Pembentukan batuan yang kaya akan oksida mangan “mudah terjadi di Bumi karena mikroba dan oksigen sehingga semuanya mengarah ke kehidupan,” penulis utama studi Patrick Gasda, seorang ilmuwan penelitian di Los Laboratorium Nasional Alamos di New Mexico, mengatakan kepada Live Science. “Kami tentu saja tidak memiliki bukti adanya kehidupan di Mars, jadi jika kami mencoba membentuk oksigen dalam sistem abiotik sepenuhnya, pemahaman kami saat ini tentang Mars tidak dapat menjelaskan hal tersebut.”
Penjelajah Curiosity menemukan bebatuan yang terkikis parah saat melakukan perjalanan melalui tengah kawah Gale, dasar danau kuno selebar 96 mil (154 kilometer) yang telah dijelajahi sejak tahun 2012. Instrumen ChemCam milik penjelajah tersebut "mengendus" oksida mangan di dalam bebatuan dengan menguapkan potongan-potongan kecil dengan laser dan kemudian menganalisis awan plasma yang dihasilkan. Senyawa tersebut membentuk hampir setengah dari susunan kimiawi batuan, menurut studi baru yang diterbitkan minggu lalu di jurnal JGR Planets.
Di lokasi Curiosity menemukan bebatuan baru, penjelajah mencatat perubahan ketinggian 10 hingga 15 meter (33 hingga 49 kaki). Meskipun jarak tersebut kecil jika dibandingkan dengan ratusan meter yang telah didaki Curiosity selama bertahun-tahun, hal ini "mengarahkan kita pada sesuatu yang istimewa yang sedang terjadi di tempat itu," kata Gasda kepada Live Science. Tekstur batuan tempat batupasir baru ditemukan tampaknya telah bertransisi dari "melengkung" menjadi "bergaris datar" - sebuah perubahan yang ditafsirkan oleh Gasda dan rekan-rekannya sebagai saluran sungai yang membuka ke dalam danau.
Artinya kita berada di tepi danau atau dekat tepi danau, kata Gasda. Dia mencatat bahwa penafsiran ini tidak pasti karena terbatasnya data, karena Curiosity hanya melewati wilayah tersebut satu kali. “Itu membuat penafsirannya sangat menantang, tapi ini adalah hipotesis terbaik kami,” tambahnya.
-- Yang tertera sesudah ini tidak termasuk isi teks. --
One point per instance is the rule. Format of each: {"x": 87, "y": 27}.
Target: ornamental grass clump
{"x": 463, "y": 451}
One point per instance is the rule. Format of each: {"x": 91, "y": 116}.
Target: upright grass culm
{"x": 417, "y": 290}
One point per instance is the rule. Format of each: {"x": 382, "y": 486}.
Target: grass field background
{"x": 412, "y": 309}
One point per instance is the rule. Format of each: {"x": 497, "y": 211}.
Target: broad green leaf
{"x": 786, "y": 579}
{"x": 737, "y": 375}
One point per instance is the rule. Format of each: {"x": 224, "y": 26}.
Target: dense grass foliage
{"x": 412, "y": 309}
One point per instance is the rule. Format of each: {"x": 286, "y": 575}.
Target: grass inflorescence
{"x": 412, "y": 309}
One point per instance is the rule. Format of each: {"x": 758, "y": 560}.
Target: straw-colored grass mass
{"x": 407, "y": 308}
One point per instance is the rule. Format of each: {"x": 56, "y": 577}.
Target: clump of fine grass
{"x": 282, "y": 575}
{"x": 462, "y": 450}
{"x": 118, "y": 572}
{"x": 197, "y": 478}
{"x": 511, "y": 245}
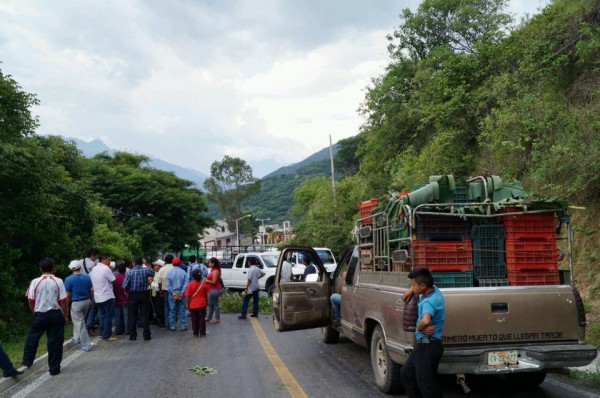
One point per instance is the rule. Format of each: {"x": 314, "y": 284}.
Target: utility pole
{"x": 237, "y": 229}
{"x": 262, "y": 220}
{"x": 332, "y": 170}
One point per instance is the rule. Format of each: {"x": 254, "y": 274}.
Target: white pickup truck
{"x": 296, "y": 257}
{"x": 236, "y": 277}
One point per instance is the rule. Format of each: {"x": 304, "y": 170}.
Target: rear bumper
{"x": 532, "y": 358}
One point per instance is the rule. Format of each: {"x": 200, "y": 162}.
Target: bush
{"x": 589, "y": 378}
{"x": 231, "y": 302}
{"x": 593, "y": 335}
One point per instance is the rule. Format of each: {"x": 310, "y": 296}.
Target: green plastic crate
{"x": 453, "y": 279}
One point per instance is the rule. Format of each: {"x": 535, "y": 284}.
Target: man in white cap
{"x": 79, "y": 292}
{"x": 156, "y": 300}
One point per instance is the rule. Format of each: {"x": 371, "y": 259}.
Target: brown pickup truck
{"x": 522, "y": 332}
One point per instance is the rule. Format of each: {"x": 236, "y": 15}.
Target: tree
{"x": 318, "y": 222}
{"x": 43, "y": 205}
{"x": 162, "y": 209}
{"x": 458, "y": 24}
{"x": 230, "y": 184}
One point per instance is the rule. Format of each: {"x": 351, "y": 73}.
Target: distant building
{"x": 219, "y": 236}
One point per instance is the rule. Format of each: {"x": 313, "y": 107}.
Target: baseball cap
{"x": 160, "y": 263}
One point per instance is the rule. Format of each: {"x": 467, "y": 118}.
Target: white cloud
{"x": 190, "y": 82}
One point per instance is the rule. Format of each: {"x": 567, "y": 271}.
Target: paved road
{"x": 286, "y": 364}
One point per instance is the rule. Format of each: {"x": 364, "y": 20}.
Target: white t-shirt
{"x": 46, "y": 291}
{"x": 102, "y": 278}
{"x": 286, "y": 272}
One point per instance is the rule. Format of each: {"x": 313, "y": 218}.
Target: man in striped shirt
{"x": 136, "y": 286}
{"x": 48, "y": 301}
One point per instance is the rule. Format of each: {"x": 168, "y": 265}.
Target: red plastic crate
{"x": 365, "y": 210}
{"x": 531, "y": 255}
{"x": 529, "y": 226}
{"x": 533, "y": 278}
{"x": 443, "y": 255}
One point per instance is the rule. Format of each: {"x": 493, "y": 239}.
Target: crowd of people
{"x": 112, "y": 298}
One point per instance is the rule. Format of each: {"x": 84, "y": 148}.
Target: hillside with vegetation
{"x": 466, "y": 92}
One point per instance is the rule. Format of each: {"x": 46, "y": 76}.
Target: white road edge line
{"x": 43, "y": 378}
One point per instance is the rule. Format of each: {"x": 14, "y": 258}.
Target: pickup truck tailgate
{"x": 537, "y": 314}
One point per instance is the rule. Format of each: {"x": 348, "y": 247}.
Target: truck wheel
{"x": 526, "y": 380}
{"x": 330, "y": 335}
{"x": 386, "y": 371}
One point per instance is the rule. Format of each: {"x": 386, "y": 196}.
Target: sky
{"x": 190, "y": 81}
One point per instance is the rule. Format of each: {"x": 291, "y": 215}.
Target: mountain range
{"x": 92, "y": 148}
{"x": 276, "y": 196}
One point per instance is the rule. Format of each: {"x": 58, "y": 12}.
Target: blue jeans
{"x": 8, "y": 369}
{"x": 176, "y": 308}
{"x": 53, "y": 323}
{"x": 92, "y": 315}
{"x": 336, "y": 300}
{"x": 166, "y": 311}
{"x": 213, "y": 304}
{"x": 121, "y": 319}
{"x": 106, "y": 311}
{"x": 254, "y": 297}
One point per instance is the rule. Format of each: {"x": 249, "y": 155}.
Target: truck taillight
{"x": 580, "y": 308}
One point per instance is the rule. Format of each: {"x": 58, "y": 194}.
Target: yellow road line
{"x": 282, "y": 371}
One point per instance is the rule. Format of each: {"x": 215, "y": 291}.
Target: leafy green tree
{"x": 230, "y": 184}
{"x": 317, "y": 222}
{"x": 164, "y": 211}
{"x": 458, "y": 24}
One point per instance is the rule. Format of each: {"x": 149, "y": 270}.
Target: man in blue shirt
{"x": 196, "y": 265}
{"x": 310, "y": 267}
{"x": 136, "y": 286}
{"x": 176, "y": 282}
{"x": 419, "y": 373}
{"x": 79, "y": 291}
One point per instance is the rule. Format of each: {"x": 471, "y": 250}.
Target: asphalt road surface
{"x": 251, "y": 359}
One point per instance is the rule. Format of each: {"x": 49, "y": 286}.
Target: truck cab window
{"x": 240, "y": 262}
{"x": 352, "y": 266}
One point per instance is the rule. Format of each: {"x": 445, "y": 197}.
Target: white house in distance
{"x": 219, "y": 236}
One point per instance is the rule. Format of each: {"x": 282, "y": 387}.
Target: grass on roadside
{"x": 231, "y": 302}
{"x": 592, "y": 335}
{"x": 591, "y": 379}
{"x": 14, "y": 347}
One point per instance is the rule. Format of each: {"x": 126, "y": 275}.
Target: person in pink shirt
{"x": 121, "y": 301}
{"x": 195, "y": 294}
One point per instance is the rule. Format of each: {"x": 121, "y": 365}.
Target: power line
{"x": 58, "y": 185}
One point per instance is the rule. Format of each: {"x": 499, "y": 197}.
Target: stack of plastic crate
{"x": 489, "y": 265}
{"x": 365, "y": 210}
{"x": 443, "y": 245}
{"x": 531, "y": 253}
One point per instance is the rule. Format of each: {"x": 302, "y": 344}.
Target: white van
{"x": 325, "y": 254}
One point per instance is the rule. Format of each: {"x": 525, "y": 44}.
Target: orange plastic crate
{"x": 533, "y": 278}
{"x": 365, "y": 210}
{"x": 529, "y": 226}
{"x": 531, "y": 255}
{"x": 443, "y": 255}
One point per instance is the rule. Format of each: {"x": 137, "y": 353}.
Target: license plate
{"x": 503, "y": 358}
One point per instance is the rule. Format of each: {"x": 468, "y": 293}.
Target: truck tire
{"x": 526, "y": 380}
{"x": 386, "y": 371}
{"x": 330, "y": 335}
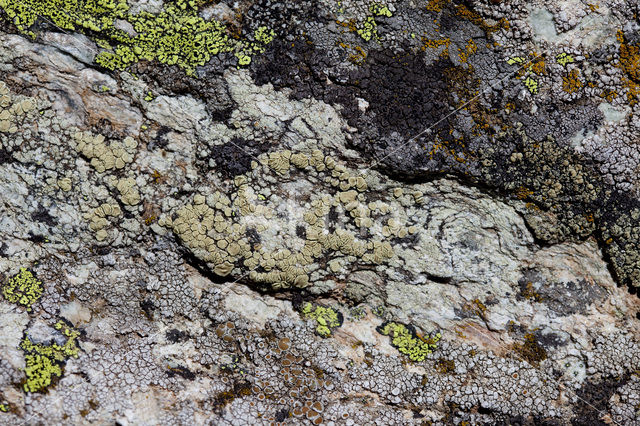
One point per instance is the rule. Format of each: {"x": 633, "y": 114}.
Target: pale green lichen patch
{"x": 24, "y": 289}
{"x": 408, "y": 342}
{"x": 45, "y": 362}
{"x": 13, "y": 109}
{"x": 216, "y": 231}
{"x": 105, "y": 156}
{"x": 327, "y": 319}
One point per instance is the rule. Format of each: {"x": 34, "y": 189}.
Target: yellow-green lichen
{"x": 175, "y": 36}
{"x": 326, "y": 319}
{"x": 44, "y": 362}
{"x": 406, "y": 340}
{"x": 368, "y": 29}
{"x": 24, "y": 289}
{"x": 531, "y": 85}
{"x": 564, "y": 59}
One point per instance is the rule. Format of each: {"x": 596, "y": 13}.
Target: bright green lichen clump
{"x": 23, "y": 289}
{"x": 175, "y": 36}
{"x": 408, "y": 342}
{"x": 43, "y": 362}
{"x": 369, "y": 28}
{"x": 564, "y": 59}
{"x": 326, "y": 318}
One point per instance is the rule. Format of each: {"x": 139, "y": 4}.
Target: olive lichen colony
{"x": 319, "y": 212}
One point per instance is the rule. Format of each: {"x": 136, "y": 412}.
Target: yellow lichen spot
{"x": 64, "y": 184}
{"x": 44, "y": 362}
{"x": 531, "y": 85}
{"x": 407, "y": 342}
{"x": 564, "y": 59}
{"x": 326, "y": 319}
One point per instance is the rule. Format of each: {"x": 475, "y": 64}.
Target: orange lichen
{"x": 436, "y": 5}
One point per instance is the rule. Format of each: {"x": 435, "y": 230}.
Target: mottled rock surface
{"x": 319, "y": 212}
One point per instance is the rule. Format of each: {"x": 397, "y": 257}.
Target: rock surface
{"x": 317, "y": 212}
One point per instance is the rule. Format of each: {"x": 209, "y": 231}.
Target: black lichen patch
{"x": 175, "y": 335}
{"x": 232, "y": 158}
{"x": 563, "y": 297}
{"x": 5, "y": 156}
{"x": 530, "y": 350}
{"x": 212, "y": 89}
{"x": 301, "y": 232}
{"x": 148, "y": 307}
{"x": 160, "y": 140}
{"x": 181, "y": 371}
{"x": 593, "y": 401}
{"x": 282, "y": 415}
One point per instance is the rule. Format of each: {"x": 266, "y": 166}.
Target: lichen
{"x": 326, "y": 319}
{"x": 24, "y": 289}
{"x": 408, "y": 342}
{"x": 175, "y": 36}
{"x": 44, "y": 362}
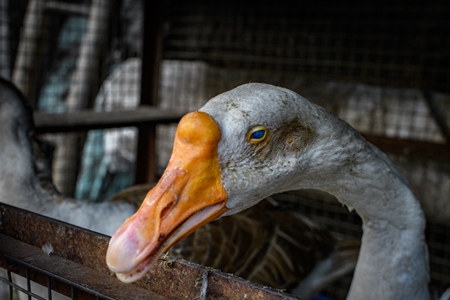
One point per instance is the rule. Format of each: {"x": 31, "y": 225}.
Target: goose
{"x": 26, "y": 182}
{"x": 256, "y": 140}
{"x": 283, "y": 249}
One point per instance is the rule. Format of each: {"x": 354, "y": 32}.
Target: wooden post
{"x": 151, "y": 59}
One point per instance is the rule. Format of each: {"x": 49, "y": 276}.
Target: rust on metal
{"x": 78, "y": 249}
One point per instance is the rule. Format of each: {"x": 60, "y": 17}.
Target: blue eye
{"x": 257, "y": 134}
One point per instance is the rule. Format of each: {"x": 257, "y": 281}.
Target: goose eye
{"x": 257, "y": 134}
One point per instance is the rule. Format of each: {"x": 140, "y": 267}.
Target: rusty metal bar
{"x": 86, "y": 120}
{"x": 151, "y": 61}
{"x": 64, "y": 273}
{"x": 79, "y": 258}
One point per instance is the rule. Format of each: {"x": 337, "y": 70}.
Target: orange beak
{"x": 188, "y": 195}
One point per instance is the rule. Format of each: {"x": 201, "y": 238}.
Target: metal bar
{"x": 68, "y": 8}
{"x": 86, "y": 120}
{"x": 69, "y": 272}
{"x": 429, "y": 150}
{"x": 79, "y": 259}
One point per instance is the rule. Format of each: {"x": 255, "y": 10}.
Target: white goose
{"x": 25, "y": 181}
{"x": 256, "y": 140}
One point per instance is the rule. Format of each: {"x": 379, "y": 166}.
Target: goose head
{"x": 240, "y": 147}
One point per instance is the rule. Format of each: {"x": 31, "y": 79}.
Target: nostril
{"x": 166, "y": 210}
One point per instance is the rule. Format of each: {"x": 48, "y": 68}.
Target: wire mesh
{"x": 381, "y": 67}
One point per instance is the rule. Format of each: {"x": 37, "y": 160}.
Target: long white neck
{"x": 393, "y": 261}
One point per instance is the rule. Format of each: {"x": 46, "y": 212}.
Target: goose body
{"x": 256, "y": 140}
{"x": 26, "y": 182}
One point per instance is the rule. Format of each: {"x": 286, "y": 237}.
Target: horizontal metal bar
{"x": 86, "y": 120}
{"x": 81, "y": 248}
{"x": 70, "y": 273}
{"x": 424, "y": 149}
{"x": 68, "y": 8}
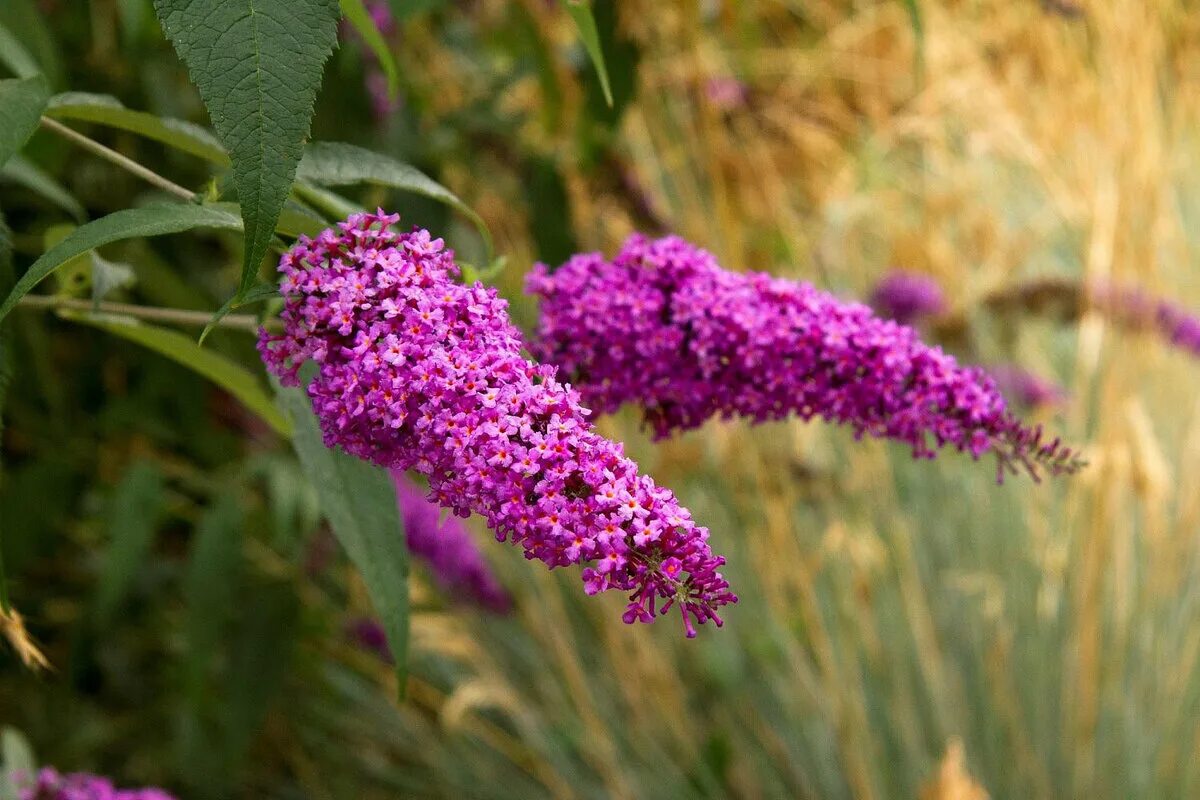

Jika hipotesisnya benar, maka batuan tersebut mungkin dibuang di wilayah tersebut ketika air sungai melambat saat memasuki danau, serupa dengan batuan kaya mangan-oksida yang ditemukan di tepi danau dangkal di Bumi.
Batuan yang baru ditemukan ini adalah “bukti lain adanya air cair di Mars di masa lalu, yang bermanfaat bagi kehidupan,” kata Manasvi Lingam, ahli astrobiologi di Institut Teknologi Florida yang tidak berafiliasi dengan penelitian baru tersebut, kepada Live Science. “Pekerjaan ini memberikan bukti yang mendukung kelayakhunian.”
Namun, tidak semua orang setuju bahwa batuan yang baru ditemukan tersebut mengindikasikan Mars kaya oksigen. Menurut Jeffrey Catalano, seorang profesor ilmu bumi, lingkungan, dan planet di Universitas Washington di St. Louis, yang tidak terlibat dalam penelitian ini, keberadaan batuan teroksidasi dapat membantu para ilmuwan memahami apakah Mars, seperti Bumi, mengalami "peristiwa yang diselingi". transisi" dari periode oksigen rendah dan periode oksigen tinggi. “Namun, dampak oksida mangan terhadap pemahaman kita tentang transisi tersebut telah dilebih-lebihkan, baik di sini maupun dalam penelitian sebelumnya,” katanya kepada Live Science.
Catalano adalah bagian dari studi tahun 2022 yang menemukan oksida mangan dapat dengan mudah terbentuk dalam kondisi mirip Mars tanpa oksigen di atmosfer. Penelitian tersebut, yang didasarkan pada eksperimen laboratorium, menunjukkan bahwa unsur-unsur seperti klorin dan brom, yang melimpah di Mars awal, mengubah mangan yang terlarut dalam air menjadi mineral mangan oksida. Temuan ini menawarkan alternatif oksigen yang dapat menjelaskan batuan seperti yang baru ditemukan di Mars.
“Bahkan ada beberapa bentuk kehidupan di Bumi yang tidak memerlukan oksigen untuk bertahan hidup,” Kaushik Mitra, ahli geokimia di Universitas Texas di San Antonio yang memimpin penelitian tersebut, mengatakan dalam sebuah pernyataan pada tahun 2022. “Saya tidak memikirkan tentang hal itu. ini sebagai 'kemunduran' terhadap kelayakhunian — hanya saja mungkin tidak ada makhluk hidup berbasis oksigen."